News Project Cars: Entwickler und AMD arbeiten an Leistungssteigerung

berkeley · 11. Mai 2015

Das mag auch alles in gewisser Hinsicht durchaus praktische Relevanz für die heutige Zeit haben. Aber ich zitiere einfach:

"Many years ago, I briefly worked at NVIDIA on the DirectX driver team. This is Vista era, when a lot of people were busy with the DX10 transition......"

".....[Edit/update] I'm definitely not suggesting that the APIs have been made artificially difficult, by any means - the engineering work is solid in its own right. It's also become clear, since this post was originally written, that there's a commitment to continuing DX11 and OpenGL support for the near future. That also helped the decision to push these new systems out, I believe...."

Vetinari · 11. Mai 2015

Mit DX11 hat sich in den relevanten Punkten nicht besonders viel geändert (ist ja auch uralt), sonst müssten die GPU-Hersteller nicht so eng mit den Spieleproduzenten zusammenarbeiten. Was dabei immer noch herauskommt sieht man unter Anderem hier. Und sonst wären gewisse Spiele- respektive Engineentwickler nicht auf Vulkan/Mantle angesprungen.

berkeley · 11. Mai 2015

Dass DX11 nicht gerade das schnellste und beste sollte klar sein (im Vergleich zu LowLevel).
Seit der DX10 Einführung 2006 hat sich allerdings einiges getan. Da kamen schon noch ein paar Versionen raus mit 10, 10.1, 11, 11.1 und zuletzt 11.2 im Jahr 2013. Ganz so "für'n Arsch" waren die 9 Jahre dann doch nicht.

Vetinari · 11. Mai 2015

Aus meiner Froschperspektive hat sich die D3D API von 10 auf 11 nur weiter "aufgeblasen" , und die Wikipedia bestätigt mir das:

https://en.wikipedia.org/wiki/DirectX#DirectX_11 schrieb:
Direct3D 11 is a strict superset of Direct3D 10.1 — all hardware and API features of version 10.1 are retained, and new features are added only when necessary for exposing new functionality. This helps to keep backwards compatibility with previous versions of DirectX.

Daedal · 11. Mai 2015

Könntest du mal zitierten was du meinst?
Das ist ein 3 Seiten langer Thread.

Ergänzung (12. Mai 2015)

Vetinari schrieb:
@smilefaker:
Lies mal diesen Kommentar.

Den hast du schon zweimal verlinkt und ich habe keine Ahnung was du meinst

Ergänzung (12. Mai 2015)

Vetinari schrieb:
Aus meiner Froschperspektive hat sich die D3D API von 10 auf 11 nur weiter "aufgeblasen" , und die Wikipedia bestätigt mir das:

Deine Interpretation des zitierten Teils lässt schließen, dass du nicht sinnvoll aus dem Englischen übersetzt hast. Was du auf Deutsch schreibst steht da nicht in Englisch.

Vetinari · 11. Mai 2015

Ich meine den verlinkten Post, nicht den ganzen Thread.

Daedal · 11. Mai 2015

Den ersten?
Was soll da relevantes stehen? Der stellt ja selber nur Fragen. Zitier mal das wichtigste.

ZeT · 11. Mai 2015

Imho ist der Gedanke das man absichtlich Spiele schlechter programmiert um einem Hardwarehersteller eins auszuwischen absurd. Dadurch sägt man am Ast der verkauften Spiele. Man muss sich ja nur anschauen wie viele AMD KArten verbaut sind um zu sehen, das keiner freiwillig auf diese Käuferschicht verzichtet.

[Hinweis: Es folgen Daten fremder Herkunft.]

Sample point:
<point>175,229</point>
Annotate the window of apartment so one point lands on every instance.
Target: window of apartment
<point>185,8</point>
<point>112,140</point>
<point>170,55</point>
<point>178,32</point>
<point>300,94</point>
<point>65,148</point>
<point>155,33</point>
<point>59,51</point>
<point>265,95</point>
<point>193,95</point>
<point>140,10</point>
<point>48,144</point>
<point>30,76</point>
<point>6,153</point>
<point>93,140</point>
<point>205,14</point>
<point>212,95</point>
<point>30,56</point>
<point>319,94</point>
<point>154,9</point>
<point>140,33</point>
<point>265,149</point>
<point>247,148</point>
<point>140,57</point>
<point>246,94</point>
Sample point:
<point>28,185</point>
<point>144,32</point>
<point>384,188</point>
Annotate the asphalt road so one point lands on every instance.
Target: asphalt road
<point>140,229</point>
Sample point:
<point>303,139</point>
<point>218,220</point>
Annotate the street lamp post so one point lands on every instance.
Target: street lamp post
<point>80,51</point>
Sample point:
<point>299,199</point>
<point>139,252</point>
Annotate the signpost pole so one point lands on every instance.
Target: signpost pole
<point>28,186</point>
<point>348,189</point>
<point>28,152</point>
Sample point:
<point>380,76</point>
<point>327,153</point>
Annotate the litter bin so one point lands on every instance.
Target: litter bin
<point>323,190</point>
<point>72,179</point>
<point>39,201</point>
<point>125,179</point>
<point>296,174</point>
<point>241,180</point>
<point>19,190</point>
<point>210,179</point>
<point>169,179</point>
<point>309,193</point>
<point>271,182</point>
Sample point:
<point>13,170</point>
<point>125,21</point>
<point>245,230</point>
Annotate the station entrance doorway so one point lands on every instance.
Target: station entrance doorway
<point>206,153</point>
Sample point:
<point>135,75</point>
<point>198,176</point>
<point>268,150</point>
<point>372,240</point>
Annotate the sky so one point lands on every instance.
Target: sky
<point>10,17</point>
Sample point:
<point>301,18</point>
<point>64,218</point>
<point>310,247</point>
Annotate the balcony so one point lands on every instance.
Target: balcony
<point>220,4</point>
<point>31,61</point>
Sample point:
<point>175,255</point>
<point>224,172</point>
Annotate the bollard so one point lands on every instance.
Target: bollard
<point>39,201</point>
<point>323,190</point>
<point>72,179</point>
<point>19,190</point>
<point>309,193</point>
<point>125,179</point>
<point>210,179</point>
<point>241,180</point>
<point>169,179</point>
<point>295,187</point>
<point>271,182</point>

Andererseits ist es durchaus nachvollziehbar, das man seine Software nicht auf alles optimiert sondern wie in diesem Falle einfach DX11 nimmt. Das DX11 mit den Drawcalls Probleme hat ist bekannt, da war Endivia einfach schlau genug das per Treiber auszuhebeln. AMD hat da geschlafen und im Endeffekt sieht man jetzt sehr gut was für nen Blödsinn Microsoft da mit DX11 programmiert hat. Sobald es zu keiner speziellen Optimierung kommt gehen die Karten in die Knie.

Das die auf Nvidiakarten programmiert haben mag sicherlich ein Vorteil sein - aber die schlechte Performance der AMD Karten ist imho primär bei DX11 und den Treibern zu suchen.

Vetinari · 12. Mai 2015

@Daedal:

Promit schrieb:
Many years ago, I briefly worked at NVIDIA on the DirectX driver team (internship). This is Vista era, when a lot of people were busy with the DX10 transition, the hardware transition, and the OS/driver model transition. My job was to get games that were broken on Vista, dismantle them from the driver level, and figure out why they were broken. While I am not at all an expert on driver matters (and actually sucked at my job, to be honest), I did learn a lot about what games look like from the perspective of a driver and kernel.

The first lesson is: Nearly every game ships broken. We're talking major AAA titles from vendors who are everyday names in the industry. In some cases, we're talking about blatant violations of API rules - one D3D9 game never even called BeginFrame/EndFrame. Some are mistakes or oversights - one shipped bad shaders that heavily impacted performance on NV drivers. These things were day to day occurrences that went into a bug tracker. Then somebody would go in, find out what the game screwed up, and patch the driver to deal with it. There are lots of optional patches already in the driver that are simply toggled on or off as per-game settings, and then hacks that are more specific to games - up to and including total replacement of the shipping shaders with custom versions by the driver team. Ever wondered why nearly every major game release is accompanied by a matching driver release from AMD and/or NVIDIA? There you go.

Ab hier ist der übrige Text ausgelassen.